И тут Юрке хотелось сказать Горластому сразу очень много: пожаловаться, что он одинок, что с творчеством дело идет туго и, главное, в подтексте, — что он очень нуждается в покровительстве сильного, которому он был бы по-собачьи предан, был бы рабом, слугой, телохранителем. Вплоть до того, что сопровождал бы в баню и там тер бы ему спину…
Обо всем этом Юрке хотелось сказать Горластому, но выпалить все сразу одним духом было невозможно, слова застревали в горле, и он лишь с трудом выдыхал:
— Да… Ничего…
— «Ничего», — передразнивал его Горластый. — Ничего — это пустое место, братец! Бунтуй, Юрка! Бунтуй! — напутствовал его Горластый. — Ты должен быть бунтарем! Какой же это поэт, если он не бунтарь? Э-э!
— А против чего бунтовать? — простодушно спрашивал Юрка.
— А против чего хочешь! — Горластый, довольный своей глубокомысленной тирадой, широко раскрывал глаза, обводил победоносным взглядом окружающих, тут же забывал о Юрке и оборачивался уже к другому — такому же — своему обожателю: — Бунтовать, братцы, надо! Ну, не в том смысле, конечно… Не идти и звать к забастовке, — спохватывался он. — Нет! В душе у тебя бунт должон быть! В душе! Душа должна бунтовать! А вы?.. Ладно… Кто сегодня богатый? Пошли по сто граммушечек тяпнем…
Юрка зря обижался на Горластого — тот сам еще только утверждался, но делал это хитро: пока вверху не прижился, от низов не отрывался. Так и болтался все еще между небом и землей.

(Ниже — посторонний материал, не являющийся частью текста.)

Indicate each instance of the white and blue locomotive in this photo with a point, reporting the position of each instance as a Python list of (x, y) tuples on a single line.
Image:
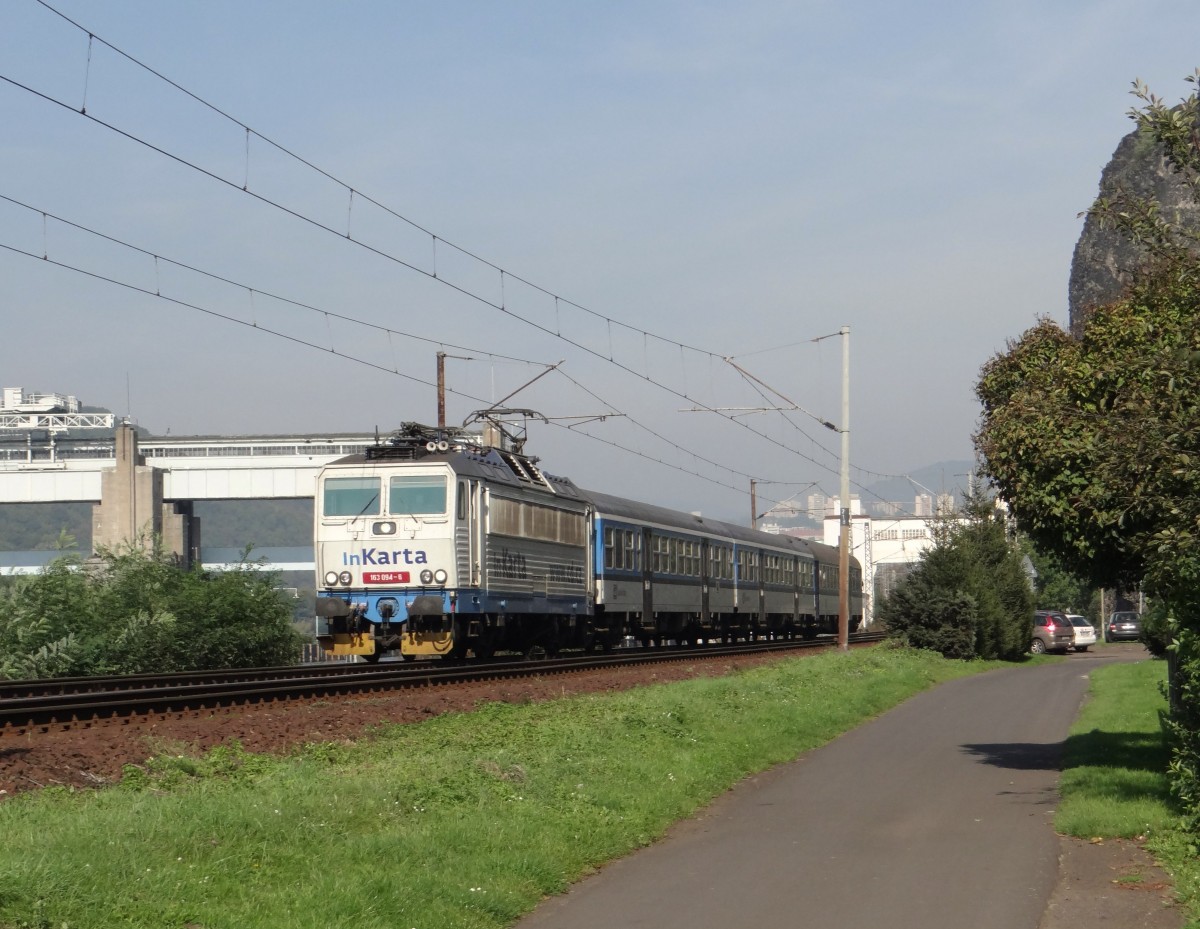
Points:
[(433, 543)]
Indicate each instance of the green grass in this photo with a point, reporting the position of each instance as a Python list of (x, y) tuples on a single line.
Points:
[(1114, 784), (465, 821)]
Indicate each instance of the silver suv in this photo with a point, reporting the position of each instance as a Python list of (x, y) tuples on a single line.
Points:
[(1053, 631)]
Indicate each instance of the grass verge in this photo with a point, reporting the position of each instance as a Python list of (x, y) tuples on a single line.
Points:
[(1114, 784), (463, 821)]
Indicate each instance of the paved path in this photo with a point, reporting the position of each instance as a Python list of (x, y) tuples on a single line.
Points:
[(934, 816)]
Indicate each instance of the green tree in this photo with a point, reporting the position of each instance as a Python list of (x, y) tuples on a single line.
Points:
[(1056, 587), (1095, 442), (970, 595)]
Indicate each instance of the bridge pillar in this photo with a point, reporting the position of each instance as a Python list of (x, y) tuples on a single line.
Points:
[(131, 510)]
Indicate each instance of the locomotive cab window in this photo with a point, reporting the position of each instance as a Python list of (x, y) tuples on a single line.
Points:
[(351, 497), (417, 495)]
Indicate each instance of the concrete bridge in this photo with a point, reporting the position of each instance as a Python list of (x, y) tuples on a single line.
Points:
[(145, 489)]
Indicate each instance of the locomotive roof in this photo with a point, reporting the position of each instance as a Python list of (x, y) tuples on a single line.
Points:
[(472, 461)]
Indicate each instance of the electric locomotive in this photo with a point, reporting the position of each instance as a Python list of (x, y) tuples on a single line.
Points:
[(436, 543)]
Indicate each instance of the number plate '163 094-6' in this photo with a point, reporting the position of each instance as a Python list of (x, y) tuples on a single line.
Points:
[(385, 576)]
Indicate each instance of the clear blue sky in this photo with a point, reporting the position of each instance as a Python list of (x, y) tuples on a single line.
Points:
[(739, 178)]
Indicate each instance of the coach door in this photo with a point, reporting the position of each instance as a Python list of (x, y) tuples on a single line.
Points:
[(647, 577)]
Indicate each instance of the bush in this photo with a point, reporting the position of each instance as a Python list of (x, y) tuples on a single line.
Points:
[(139, 612), (969, 597)]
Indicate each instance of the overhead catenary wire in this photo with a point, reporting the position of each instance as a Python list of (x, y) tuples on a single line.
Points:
[(354, 193), (432, 274), (307, 343)]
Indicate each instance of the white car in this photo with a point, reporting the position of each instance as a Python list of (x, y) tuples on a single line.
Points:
[(1085, 633)]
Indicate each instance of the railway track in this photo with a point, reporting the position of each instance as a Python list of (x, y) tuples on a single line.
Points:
[(31, 707)]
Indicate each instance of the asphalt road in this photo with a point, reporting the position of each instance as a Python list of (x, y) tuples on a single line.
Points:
[(936, 815)]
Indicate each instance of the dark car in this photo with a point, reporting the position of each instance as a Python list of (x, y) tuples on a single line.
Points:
[(1122, 627), (1053, 631)]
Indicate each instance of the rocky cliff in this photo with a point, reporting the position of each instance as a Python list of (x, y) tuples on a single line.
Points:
[(1104, 258)]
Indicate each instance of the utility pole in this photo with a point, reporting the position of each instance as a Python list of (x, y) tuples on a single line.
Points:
[(844, 537), (442, 389)]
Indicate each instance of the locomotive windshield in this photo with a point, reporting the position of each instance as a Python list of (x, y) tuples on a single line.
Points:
[(417, 495), (351, 497)]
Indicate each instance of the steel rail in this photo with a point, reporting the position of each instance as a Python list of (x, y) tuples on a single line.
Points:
[(175, 694)]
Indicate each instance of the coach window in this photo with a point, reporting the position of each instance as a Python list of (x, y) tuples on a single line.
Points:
[(351, 497), (417, 495), (633, 550)]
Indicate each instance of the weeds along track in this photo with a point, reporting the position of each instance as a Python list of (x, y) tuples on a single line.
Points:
[(33, 707)]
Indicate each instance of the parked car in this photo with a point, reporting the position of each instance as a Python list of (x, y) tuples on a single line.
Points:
[(1085, 633), (1053, 631), (1122, 627)]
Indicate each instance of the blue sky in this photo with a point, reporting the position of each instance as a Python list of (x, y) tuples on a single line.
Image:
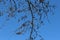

Внизу сшибал «граммушечки», облагая данью наивную молодежь, перед которой играл роль «своего парня», запросто спустившегося к ним с верхов. А в верхах всячески ловил за фалды, за лацканы власть имущих — льстил им, заискивал, расточал заранее придуманные дифирамбические экспромты во время литературных вояжей, а особенно в застольях, куда его уже и приглашали только для роли шута, как гармониста на деревенскую свадьбу. Горластый сам еще готов был тереть спину многим, но, к чести его надо сказать, не опускался до этого. Перед ним маячил живой пример — его однокашник по институту Ларион Просвиркин трет спину косноязычному Философу. Вот уже несколько лет трет, а толку?.. Носит за Философом его портфель, в командировках таскает чемоданы, а сам как был никто, так и остался. Только слава идет худая — лакей, спинотер. Ларион уже и сам чувствует — не вознесет его на Парнас Философ, а отстать от него не может, боится обидеть — тогда совсем пойдет ко дну, тут хоть как-то держится на плаву. Нет, Горластый действует по-другому. С тем же Философом он отношения строит на свой лад. Осилив с трудом его огромный, объемом с Библию, роман, Горластый не посчитался со временем, написал Философу большущее письмо, в котором выразил свой восторг по поводу глубины, широты и других параметров произведения, вознес до небес язык, сквозь который он продирался как сквозь густой терновник, и особо воздал философской стороне романа, из которой он ничего не понял, хотя и честно силился проникнуть в ее суть.